Even if we totally removed moral responsibility from the man by saying he's mentally ill and can't help it, that leaves other people who are culpable.

scallopsrgreat Fri 14-Feb-14 20:30:25

YY Tunip

rosabud Sat 15-Feb-14 10:14:37

This post is accurate, thought-provoking and extemely well written. I think it should be somewhere where even more "public" like the letters page of a major newspaper.

I think that the "fahers for rights" type of movements over the last decade have managed to place the issues surrounding violent men's rights to have some access to their children centre-stage to the extent that the mantra of a child's need to know and have contact with a father, no matter how much of a risk to their physical (and mental) well-being, is paramount. How can feminism overturn this? How can we place the issues surrounding women's rights to protect their children centre-stage to the extent that the mantra of a child's need to be protected from physical (and mental) abuse, no matter how much a risk to the father-child relationship, is paramount?

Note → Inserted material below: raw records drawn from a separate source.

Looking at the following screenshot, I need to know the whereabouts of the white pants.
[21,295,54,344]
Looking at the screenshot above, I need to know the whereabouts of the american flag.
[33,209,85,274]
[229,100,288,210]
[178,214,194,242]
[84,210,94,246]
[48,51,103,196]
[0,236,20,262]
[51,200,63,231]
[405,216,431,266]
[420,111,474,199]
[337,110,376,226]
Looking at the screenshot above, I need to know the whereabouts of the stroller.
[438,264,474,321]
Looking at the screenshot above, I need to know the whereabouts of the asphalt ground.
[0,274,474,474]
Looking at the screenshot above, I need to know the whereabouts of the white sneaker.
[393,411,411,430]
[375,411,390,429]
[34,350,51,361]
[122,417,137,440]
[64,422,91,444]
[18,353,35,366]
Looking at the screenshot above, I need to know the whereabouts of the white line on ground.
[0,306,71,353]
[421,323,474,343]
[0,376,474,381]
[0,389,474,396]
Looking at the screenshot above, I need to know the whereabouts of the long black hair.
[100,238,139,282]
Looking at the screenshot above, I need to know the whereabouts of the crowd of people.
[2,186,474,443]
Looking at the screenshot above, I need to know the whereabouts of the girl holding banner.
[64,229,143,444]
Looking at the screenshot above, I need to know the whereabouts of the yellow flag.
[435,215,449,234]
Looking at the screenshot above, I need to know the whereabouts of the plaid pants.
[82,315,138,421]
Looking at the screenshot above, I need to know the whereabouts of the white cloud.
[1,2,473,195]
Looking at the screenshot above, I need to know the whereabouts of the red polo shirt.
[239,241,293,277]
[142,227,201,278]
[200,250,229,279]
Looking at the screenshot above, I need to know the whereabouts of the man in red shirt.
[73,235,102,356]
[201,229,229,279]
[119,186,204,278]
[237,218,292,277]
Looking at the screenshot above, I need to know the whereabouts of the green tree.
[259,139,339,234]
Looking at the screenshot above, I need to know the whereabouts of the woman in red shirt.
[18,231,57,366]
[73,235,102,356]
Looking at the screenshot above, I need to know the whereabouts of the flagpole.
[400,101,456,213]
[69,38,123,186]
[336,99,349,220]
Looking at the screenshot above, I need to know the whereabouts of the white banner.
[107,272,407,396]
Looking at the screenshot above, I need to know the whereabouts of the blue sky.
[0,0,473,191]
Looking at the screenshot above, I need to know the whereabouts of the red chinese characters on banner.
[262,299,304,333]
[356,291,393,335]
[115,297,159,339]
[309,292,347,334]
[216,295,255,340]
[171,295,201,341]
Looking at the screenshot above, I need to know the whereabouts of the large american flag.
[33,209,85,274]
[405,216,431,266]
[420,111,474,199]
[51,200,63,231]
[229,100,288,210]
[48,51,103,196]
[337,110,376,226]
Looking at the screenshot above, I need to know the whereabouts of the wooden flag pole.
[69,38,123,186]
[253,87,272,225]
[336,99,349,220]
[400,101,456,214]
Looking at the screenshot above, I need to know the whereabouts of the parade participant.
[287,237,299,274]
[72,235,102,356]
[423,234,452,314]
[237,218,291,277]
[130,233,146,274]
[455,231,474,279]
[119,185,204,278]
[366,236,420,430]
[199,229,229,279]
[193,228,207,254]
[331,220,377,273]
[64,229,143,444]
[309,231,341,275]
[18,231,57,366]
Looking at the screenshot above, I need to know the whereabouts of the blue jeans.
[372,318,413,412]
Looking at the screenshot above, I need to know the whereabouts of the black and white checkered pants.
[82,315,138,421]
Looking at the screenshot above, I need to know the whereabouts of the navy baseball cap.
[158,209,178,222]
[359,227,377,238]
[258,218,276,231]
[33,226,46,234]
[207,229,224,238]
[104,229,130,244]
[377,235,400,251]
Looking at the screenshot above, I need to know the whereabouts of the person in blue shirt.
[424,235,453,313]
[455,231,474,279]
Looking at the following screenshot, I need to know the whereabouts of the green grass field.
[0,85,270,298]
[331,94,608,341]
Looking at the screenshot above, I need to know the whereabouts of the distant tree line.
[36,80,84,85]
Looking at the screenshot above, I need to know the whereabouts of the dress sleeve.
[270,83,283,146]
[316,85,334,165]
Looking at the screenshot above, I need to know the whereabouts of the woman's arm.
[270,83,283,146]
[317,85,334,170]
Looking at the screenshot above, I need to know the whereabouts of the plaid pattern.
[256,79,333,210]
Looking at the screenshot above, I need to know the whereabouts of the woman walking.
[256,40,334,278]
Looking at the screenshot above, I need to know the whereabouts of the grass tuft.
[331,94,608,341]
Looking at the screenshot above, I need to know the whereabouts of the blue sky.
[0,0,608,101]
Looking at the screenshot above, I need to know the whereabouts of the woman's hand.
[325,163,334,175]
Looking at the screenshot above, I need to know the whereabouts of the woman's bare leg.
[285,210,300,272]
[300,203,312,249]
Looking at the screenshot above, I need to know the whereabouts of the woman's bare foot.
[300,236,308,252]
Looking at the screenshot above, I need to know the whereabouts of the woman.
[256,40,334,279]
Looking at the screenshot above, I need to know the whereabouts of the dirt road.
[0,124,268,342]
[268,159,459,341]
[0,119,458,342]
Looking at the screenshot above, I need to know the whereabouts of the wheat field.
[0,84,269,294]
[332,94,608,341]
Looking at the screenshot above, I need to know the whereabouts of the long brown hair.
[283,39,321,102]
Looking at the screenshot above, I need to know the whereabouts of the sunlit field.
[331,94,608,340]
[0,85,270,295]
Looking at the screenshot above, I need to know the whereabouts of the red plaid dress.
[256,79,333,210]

rosabud Sat 15-Feb-14 10:26:32

Can I just add that I know the main point of the OP's post was not about violent men's rights to see their children, I posted the above because of all the other posters' interesting answers that made me think of that angle. I don't mean to derail.

DonkeySkin Sat 15-Feb-14 12:22:27

Rosabud, I don't think that's a derail at all - I think it's one of the main issues to come out of this horrible case.

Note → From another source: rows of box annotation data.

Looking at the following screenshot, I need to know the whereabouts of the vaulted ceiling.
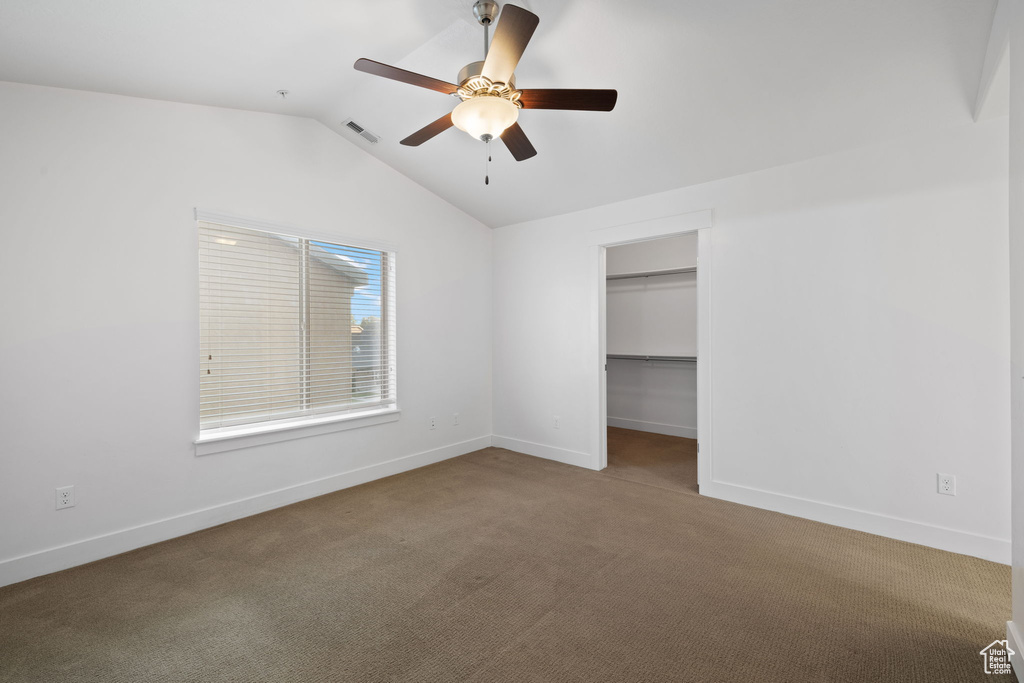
[0,0,1006,226]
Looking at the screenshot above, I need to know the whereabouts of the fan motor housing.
[455,61,515,90]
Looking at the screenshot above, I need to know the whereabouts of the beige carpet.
[602,427,697,494]
[0,449,1010,683]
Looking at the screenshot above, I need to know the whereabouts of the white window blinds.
[199,221,395,430]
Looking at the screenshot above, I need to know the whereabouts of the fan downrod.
[473,0,499,27]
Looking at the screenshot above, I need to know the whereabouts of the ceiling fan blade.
[502,121,537,161]
[481,5,541,83]
[353,58,459,95]
[401,114,452,147]
[519,90,618,112]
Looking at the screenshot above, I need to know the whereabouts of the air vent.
[345,119,381,144]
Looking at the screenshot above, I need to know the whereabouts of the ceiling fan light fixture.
[452,95,519,141]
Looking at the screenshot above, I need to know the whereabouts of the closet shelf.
[606,265,697,280]
[607,353,697,362]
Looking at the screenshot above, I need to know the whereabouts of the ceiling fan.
[355,0,618,161]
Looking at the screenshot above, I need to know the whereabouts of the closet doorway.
[604,232,698,494]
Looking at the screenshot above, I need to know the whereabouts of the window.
[199,221,395,433]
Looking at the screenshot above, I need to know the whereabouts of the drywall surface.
[606,234,697,438]
[494,118,1010,562]
[0,84,492,583]
[606,234,697,275]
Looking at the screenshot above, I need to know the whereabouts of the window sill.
[194,407,401,456]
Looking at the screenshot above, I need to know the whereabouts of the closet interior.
[605,233,697,493]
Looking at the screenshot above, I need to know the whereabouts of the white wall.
[606,233,697,438]
[494,118,1010,561]
[1002,0,1024,680]
[0,84,492,585]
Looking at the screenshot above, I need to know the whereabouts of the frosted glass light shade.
[452,95,519,140]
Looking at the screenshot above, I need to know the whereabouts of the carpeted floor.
[602,427,697,494]
[0,438,1010,683]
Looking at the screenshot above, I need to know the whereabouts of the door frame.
[589,209,714,487]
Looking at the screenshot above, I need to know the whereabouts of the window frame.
[190,208,401,456]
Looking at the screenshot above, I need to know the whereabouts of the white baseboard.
[1007,622,1024,683]
[608,417,697,438]
[0,436,490,586]
[700,480,1011,565]
[490,434,595,470]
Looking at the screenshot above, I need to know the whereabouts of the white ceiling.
[0,0,1005,226]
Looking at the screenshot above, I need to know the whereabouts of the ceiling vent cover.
[345,119,381,144]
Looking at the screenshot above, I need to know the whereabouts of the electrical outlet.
[938,473,956,496]
[54,486,75,510]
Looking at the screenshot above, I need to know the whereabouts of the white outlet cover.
[53,486,75,510]
[936,472,956,496]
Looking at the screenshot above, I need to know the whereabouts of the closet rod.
[608,353,697,362]
[606,265,697,280]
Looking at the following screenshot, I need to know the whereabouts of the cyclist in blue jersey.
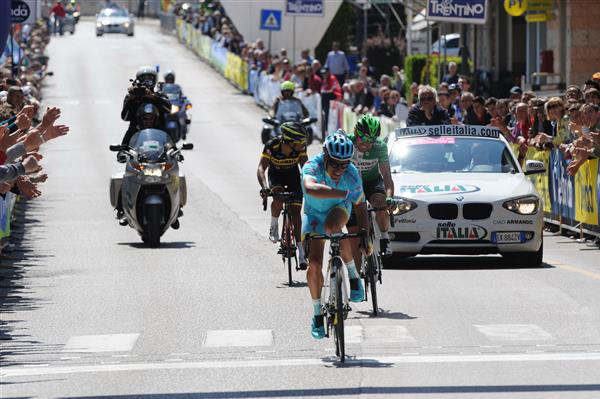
[302,133,372,339]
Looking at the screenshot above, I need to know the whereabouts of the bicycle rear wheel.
[332,258,346,363]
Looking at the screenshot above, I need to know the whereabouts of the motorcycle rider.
[117,103,164,226]
[273,80,309,122]
[121,66,171,145]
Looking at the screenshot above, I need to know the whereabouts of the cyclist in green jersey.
[347,114,394,260]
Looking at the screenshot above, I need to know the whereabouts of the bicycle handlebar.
[367,207,396,227]
[263,191,296,211]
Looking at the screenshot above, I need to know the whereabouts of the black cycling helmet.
[135,66,158,89]
[164,69,175,83]
[137,103,159,120]
[279,122,307,143]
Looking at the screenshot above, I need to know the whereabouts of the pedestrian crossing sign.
[260,10,281,30]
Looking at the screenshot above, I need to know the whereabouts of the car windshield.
[129,129,173,162]
[390,136,519,173]
[100,8,127,17]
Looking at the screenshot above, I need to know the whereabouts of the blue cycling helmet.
[323,129,354,161]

The Luke Batty murder comes on the heels of several cases in Australia where fathers with restricted access to their children have nevertheless managed to find ways to murder them. An in all cases, there was an obsession with the ex-wife or partner: a belief that she had ruined his life and he was going to make her 'pay' in the worst way possible. To these men, their children are not human beings that exist independently of them and have a right to their own lives - they are objects to be wielded in their battle to control their wives. That's what makes the media's willingness to bestow the 'loving father' tag on them so sickening.

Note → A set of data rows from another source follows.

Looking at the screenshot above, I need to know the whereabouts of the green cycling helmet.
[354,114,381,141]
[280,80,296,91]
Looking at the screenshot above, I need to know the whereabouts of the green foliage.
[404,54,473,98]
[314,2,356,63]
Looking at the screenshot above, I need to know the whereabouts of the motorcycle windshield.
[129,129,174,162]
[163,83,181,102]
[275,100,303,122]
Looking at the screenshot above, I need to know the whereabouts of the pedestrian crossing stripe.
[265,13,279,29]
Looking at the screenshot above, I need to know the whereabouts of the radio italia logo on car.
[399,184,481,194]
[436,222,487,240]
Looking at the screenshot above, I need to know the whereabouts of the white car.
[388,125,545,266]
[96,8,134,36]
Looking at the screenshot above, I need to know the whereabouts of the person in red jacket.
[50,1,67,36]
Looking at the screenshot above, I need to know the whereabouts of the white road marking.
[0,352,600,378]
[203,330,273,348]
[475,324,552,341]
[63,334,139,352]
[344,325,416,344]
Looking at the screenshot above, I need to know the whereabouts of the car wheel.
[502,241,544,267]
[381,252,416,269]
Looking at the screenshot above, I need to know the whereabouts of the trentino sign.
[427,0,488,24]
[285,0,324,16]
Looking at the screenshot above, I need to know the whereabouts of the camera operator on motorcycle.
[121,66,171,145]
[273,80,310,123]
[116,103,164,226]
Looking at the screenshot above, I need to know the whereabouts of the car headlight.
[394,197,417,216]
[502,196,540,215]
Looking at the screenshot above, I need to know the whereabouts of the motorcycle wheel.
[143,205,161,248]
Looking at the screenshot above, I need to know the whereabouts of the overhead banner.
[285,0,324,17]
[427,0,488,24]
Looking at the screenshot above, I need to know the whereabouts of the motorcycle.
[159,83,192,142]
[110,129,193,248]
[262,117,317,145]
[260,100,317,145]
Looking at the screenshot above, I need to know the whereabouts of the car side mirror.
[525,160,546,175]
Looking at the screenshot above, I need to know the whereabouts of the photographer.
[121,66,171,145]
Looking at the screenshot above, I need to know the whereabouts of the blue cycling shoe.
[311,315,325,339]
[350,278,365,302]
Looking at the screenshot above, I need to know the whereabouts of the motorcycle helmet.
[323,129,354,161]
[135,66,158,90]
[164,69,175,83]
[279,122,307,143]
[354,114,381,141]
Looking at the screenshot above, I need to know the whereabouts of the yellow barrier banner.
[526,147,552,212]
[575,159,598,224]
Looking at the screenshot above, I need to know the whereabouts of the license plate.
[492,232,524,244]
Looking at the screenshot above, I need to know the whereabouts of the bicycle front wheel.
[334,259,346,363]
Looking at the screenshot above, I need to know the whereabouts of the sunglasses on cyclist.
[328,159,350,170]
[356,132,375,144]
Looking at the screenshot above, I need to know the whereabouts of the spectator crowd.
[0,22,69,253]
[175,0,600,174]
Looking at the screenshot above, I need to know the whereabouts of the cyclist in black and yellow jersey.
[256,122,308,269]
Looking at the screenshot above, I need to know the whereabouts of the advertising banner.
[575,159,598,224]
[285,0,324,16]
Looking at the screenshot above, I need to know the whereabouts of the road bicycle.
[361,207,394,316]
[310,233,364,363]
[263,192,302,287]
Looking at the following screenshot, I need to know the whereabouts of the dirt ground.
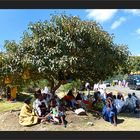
[0,111,140,131]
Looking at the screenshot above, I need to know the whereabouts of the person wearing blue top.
[102,97,117,126]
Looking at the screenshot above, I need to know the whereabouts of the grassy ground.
[0,91,140,131]
[0,101,23,113]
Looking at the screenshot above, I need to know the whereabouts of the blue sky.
[0,9,140,56]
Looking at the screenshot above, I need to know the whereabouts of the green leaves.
[0,15,129,93]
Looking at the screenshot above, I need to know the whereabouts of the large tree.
[1,15,129,93]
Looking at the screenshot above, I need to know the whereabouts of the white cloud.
[136,28,140,35]
[111,17,126,29]
[86,9,118,22]
[124,9,140,15]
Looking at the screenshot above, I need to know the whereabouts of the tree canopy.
[2,15,129,93]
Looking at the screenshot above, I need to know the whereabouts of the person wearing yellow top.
[19,98,47,126]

As you say, it seems to be an article of faith that violent men nevertheless have an inalienable right to have a relationship with their children. We need to move to the opposite position and make children's right to safety the top priority and guiding principle of custody arrangements, which should include denying dangerous parents any access.

Apparently, Victoria's Child Safety Commissioner is going to conduct an inquiry into Luke's death to see how 'the system' failed him. I certainly hope that custody/visitation rights will be part of that review, but given the way the debate has so far been conducted, maybe it's a foolish hope.

And you are absolutely right that MRAs/fathers' rights groups have played a big part in all of this. They have really managed to drive into the public's consciousness the idea that 'kids need fathers' above all else. When the truth is, kids don't need fathers like Greg Anderson - they need society to protect them from such men.